There is a lot of Voo Doo out there about brakes. I spoke to numerous manufacturers at the last shot show and most agree that the hole size is not that critical for recoil reduction. But of course you have to have safe clearance. I have at least eight muzzle brakes on everything from a .224 to a 45/70 Contender. None of them have been machined to match. I screw them on and check clearance with a cleaning rod.
In fact, I had a .224 brake on my 220 swift that was bored .015 over and I did not like that (did not feel safe) but it shot great and I never had a problem. But I wanted to put a JP 3 port comp on my 220 swif so I moved that .224 brake to a .204 and it works awesome; in all fairness I did not have another 204 Brake to compare it to, BUT....
The JP brakes have a .281 exit hole, suitable for anything from 204 up to 6mm. I put one on my swift and one on my 243 Long range and they are awesome. Somehow it shrank my group from my 25 year old swift from 1/2" with factory ammo to 3/8" and that gun has over 2500 HOT loads through it. And 4 prairie dog shoots. The 6mm brake hole is way bigger than most "experts" recommend and my 243 shoots like a 22 LR. For ***** and giggles I put my 30 caliber JP eliminator on my 243 (it has a .350 exit hole) and it too works great, but I need it on my 300 win mag. I put the "appropriate" JP 3 port comp on my .243 and I can't really tell the difference. SO, in my opinion, with testing... try different things just make sure your barrels and brake holes are reasonably aligned and have sufficient clearance. Don't go crazy trying to eke out every last .001. ALSO, regarding timing a brake, unless you have a special purpose, 12:00 straight up is timed. If you start tryoing to mess with counter rotation techniques and side thrust, you will drive yorself nuts! And, you can do a "reasonable' 12 o'clock up. I try to get it so it doesn't drive me crazy by eye. If you don't shoot with a bubble level your brake will not be firing up at 12 or out to 3 and 9 o'clock anyway.
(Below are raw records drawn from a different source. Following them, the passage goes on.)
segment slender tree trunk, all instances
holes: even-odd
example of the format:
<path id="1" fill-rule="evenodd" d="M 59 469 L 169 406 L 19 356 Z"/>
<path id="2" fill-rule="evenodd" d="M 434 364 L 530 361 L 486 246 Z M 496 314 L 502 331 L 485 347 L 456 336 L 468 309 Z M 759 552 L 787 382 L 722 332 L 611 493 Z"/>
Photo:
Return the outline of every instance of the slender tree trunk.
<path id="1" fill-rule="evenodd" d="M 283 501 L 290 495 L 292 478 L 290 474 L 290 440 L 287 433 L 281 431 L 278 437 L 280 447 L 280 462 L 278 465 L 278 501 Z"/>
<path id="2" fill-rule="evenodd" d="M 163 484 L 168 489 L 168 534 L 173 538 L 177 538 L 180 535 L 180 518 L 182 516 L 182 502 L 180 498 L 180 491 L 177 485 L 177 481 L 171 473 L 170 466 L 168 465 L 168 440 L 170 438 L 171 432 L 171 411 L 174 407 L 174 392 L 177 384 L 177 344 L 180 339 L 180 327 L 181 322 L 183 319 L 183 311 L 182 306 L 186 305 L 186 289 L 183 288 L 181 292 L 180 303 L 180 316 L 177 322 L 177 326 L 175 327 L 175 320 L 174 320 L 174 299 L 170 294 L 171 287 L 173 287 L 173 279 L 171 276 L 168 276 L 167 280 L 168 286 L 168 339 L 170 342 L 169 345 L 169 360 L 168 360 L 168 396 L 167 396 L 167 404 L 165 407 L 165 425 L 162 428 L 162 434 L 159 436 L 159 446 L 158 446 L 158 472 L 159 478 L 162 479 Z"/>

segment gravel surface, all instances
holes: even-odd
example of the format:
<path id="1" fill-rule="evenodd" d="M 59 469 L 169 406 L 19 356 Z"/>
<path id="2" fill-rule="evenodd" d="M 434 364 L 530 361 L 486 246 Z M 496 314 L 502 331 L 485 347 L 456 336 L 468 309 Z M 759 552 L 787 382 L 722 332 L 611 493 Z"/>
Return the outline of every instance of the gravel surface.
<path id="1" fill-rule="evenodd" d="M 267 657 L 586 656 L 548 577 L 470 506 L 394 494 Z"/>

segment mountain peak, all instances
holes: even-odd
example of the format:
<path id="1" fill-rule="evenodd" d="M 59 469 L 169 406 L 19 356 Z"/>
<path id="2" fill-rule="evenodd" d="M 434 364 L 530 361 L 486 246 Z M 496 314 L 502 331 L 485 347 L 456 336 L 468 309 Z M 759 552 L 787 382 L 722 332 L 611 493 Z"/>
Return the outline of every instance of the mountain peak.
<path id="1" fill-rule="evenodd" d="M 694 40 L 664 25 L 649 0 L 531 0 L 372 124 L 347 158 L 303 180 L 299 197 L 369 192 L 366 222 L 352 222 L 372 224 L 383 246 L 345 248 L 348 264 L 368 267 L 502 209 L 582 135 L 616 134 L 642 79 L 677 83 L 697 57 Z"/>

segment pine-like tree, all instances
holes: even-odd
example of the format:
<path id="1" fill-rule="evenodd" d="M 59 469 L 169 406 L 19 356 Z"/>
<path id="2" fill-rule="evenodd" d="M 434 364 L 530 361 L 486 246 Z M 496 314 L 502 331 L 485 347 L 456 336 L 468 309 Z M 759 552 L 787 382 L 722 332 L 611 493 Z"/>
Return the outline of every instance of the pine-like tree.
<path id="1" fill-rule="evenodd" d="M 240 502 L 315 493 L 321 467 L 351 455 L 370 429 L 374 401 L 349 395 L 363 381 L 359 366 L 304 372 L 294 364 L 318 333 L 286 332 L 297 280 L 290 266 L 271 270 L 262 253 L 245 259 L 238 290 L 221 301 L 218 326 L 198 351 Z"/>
Just my 4 cents, based on my a lot of experience and trial and error.
The guys who are saying they get 40% reduction in recoil and they machine the **** out of everything to be perfect.... what if I screwed on a "sloppy" brake that gave me 35% reduction? Is all I'm sayin'.
On another note, radial brakes LOOK cool. I shoot over dirt, a lot, Target shooting in the desert, prairie dog shooting in the ... well, prairies and there is a lot of dirt and dry stuff and radial brakes are out. Besides, you want downward and rearward thrust, not upward thrust! You just have to look at the original tank brakes on anti-tank guns from the 30's and 40's. They knew what worked back then and nothing has changed, except the way people want their equipment to look.
ALL of that being said, if you have the money or capacity to have the brake fitted to the barrel it is definitely nice and preferred. Is it necessary? Not unless something is grossly misaligned, which I have not experienced yet.